Published on February 12th, 2012 | by Matthew Gildea3
The Grey: Review
It’s unsettling to see Liam Neeson in a position of weakness. We’ve grown accustom to him defying the odds and overcoming all adversaries, as a CIA agent (Taken), an assassin (Unknown, Batman Begins) and of course, as Oscar Schindler (Schindler’s List). It seems that no matter what physical, political or mental threat you throw at the characters he plays, they always manage to come out on top, even posthumously. But The Grey sees a very different scenario. Liam Neeson is John Ottway. And John Ottway is out of his depth.
Working as a hired gun for an oil drilling company, Ottway is done. Barely out of the starting gates, he concedes defeat, as he beckons his rifle off his shoulder and into his mouth. It’s the belligerent environment that is taking its toll on all of the workers; the criminals, the loners and the outcasts, desperate enough to work in these conditions.
On a flight to a new drilling location, the plane goes off course and crashes into the Alaskan wild. Few survivors emerge from the crash, and led by survival expert Ottway, go about finding a way to survive. But it’s not only the elements they need to watch out for.
It’s the wolves that provide a constant threat to the survivors; watching them; following them; hunting them. It’s quite easy to condemn them to antagonist roles, despite the fact that this is their home. Sure, The Grey’s wolves may be slightly more sinister than their real life counterparts, but they’re still animals, caring for their young and homes. And Ottway knows this, which is why they need to try and avoid the den.
And so begins an hours bizarre storytelling. The film never really settles on what it wants to be. It’s not a gore-fest, nor is it a tale of mans dominance over nature. It’s a story of religion; of companionship; of determination in the face of failure. It’s a story that boasts of these things, yet shows their holdback. They are there, and offer as much comfort as you want their comfort. They’re not an ailment, but an ideology. They’re not shown as failures, nor as successes; sort of in the middle. Grey.
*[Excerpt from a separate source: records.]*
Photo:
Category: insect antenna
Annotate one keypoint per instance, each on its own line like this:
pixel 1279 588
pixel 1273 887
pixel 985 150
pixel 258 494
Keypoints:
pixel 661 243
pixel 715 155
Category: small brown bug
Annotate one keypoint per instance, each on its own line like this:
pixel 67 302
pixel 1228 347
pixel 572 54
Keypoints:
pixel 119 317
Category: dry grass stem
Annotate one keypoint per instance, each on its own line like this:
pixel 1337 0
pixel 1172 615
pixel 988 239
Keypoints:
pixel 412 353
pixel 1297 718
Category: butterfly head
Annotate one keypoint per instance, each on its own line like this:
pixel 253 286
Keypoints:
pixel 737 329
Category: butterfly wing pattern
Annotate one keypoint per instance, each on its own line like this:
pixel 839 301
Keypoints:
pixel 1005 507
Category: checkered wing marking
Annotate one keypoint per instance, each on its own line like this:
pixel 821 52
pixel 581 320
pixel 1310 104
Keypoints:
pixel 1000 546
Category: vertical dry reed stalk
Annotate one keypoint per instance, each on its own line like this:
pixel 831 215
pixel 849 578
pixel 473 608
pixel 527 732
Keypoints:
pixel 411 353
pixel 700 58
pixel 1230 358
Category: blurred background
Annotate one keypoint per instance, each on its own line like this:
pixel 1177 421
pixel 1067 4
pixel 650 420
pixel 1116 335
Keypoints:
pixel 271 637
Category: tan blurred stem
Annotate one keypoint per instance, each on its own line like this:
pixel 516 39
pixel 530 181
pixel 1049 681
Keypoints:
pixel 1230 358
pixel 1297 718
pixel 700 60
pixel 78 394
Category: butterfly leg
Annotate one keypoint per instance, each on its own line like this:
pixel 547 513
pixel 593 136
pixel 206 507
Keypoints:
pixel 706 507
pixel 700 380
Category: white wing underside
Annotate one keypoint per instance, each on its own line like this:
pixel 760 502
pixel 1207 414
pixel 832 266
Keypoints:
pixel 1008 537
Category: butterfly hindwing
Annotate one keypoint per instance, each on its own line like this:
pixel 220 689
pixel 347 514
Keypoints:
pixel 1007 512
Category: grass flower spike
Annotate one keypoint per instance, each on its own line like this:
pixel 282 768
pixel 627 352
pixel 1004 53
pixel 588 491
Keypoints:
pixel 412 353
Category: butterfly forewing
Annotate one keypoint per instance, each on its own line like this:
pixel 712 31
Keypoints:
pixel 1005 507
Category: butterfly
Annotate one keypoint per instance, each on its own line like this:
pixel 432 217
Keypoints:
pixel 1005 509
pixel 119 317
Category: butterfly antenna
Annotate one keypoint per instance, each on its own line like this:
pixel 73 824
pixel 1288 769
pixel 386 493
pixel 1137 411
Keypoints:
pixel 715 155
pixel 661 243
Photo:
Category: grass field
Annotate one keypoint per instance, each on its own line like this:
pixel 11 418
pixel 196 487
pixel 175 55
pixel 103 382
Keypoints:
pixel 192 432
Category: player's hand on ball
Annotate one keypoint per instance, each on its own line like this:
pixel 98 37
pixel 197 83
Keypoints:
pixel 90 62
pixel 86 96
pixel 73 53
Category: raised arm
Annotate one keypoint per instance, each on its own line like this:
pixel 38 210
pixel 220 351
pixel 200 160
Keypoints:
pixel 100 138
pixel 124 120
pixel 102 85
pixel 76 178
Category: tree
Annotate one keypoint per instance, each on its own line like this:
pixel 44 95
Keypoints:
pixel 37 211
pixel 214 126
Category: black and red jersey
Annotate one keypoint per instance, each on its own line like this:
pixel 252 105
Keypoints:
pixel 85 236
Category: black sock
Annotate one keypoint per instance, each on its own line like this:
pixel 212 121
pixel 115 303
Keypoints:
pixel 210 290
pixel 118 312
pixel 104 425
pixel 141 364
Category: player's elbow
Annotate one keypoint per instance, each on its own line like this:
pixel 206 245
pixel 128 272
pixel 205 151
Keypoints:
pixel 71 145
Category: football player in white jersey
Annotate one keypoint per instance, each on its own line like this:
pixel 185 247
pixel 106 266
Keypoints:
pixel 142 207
The Grey is fast, tense and scary. The pacing doesn’t radically change throughout, and there’s never a time when you want things to hurry up. It’s not really a horror film, but contains enough of an inflamed atmosphere that you’ll forever be wondering where the next surprise will come from. There are moments that’ll throw you out of your seat, much like Paranormal Activity or The Descent. It’s a culmination of covert techniques that work wonderfully whilst not detracting from what the film is trying to be; a character-driven story.
Ottway has received all of the mention so far, despite being one of seven survivors. The sad reality is, the other characters are forgettable and disposable. We barely have any connection to the characters, who we vaguely differentiate as ‘the one with glasses’ or ‘the douchebag’. These stereotypes simply serve as the further differentiation between ‘people who aren’t Liam Neeson’ and Liam Neeson. Because we simply don’t care about them. Sure, our focus is and should be on John Ottway, but there is so little connection with the other characters that you don’t even remember their names when they die. It’s a disappointment that the only time a non-Neeson character gets near to becoming appreciated is when Talget is reminiscing about his time with his daughter. Then, his story is finished so quickly we don’t even have time to contemplate whether we want him to survive or not. We simply watch anytime one of these ‘secondary characters’ dies, when we should be supporting them, rather than disinterested in their fates.
But, this is John’s story, and John is human. Whenever he’s asleep or lost in thought, we are thrown into an alternative environment with him and his partner in bed. As a lingering plot-hole, it drifts in and out of John’s consciousness, never outstaying its welcome and giving a human insight into a character that wants to fight a pack of wolves head-on. It brings a sense of human emotion to a character and scenario in foreign circumstances, impossible to comprehend for an audience of city-captive drones. We work. We eat. We sleep. We say we survive, but we never really have anything more hazardous than a common cold to overpower. There are real people out there, perhaps not in as malevolent or melodramatic circumstances as The Grey pursues, but certainly in a more danger-centric world than our own, and this brings our worlds closer together.
This isn’t just a gritty Dog Soldiers, but a story of motivation; of overcoming personal loss; of finding the road in the darkness. This is Liam Neeson’s story, both fictitiously and genuinely, as we watch one man’s struggle to overcome everything the world throws at him, and everything that he has thrown at him on the inside. If only the other characters were represented like this, we’d have had the film that Lost spent over a hundred hours trying to be.
Summary: Liam Neeson versus a pack of wolves makes for one of the most satisfying films of the year, and one that offers a little more bite than you would expect. Not since Darth Maul has his nemesis been so intimidating.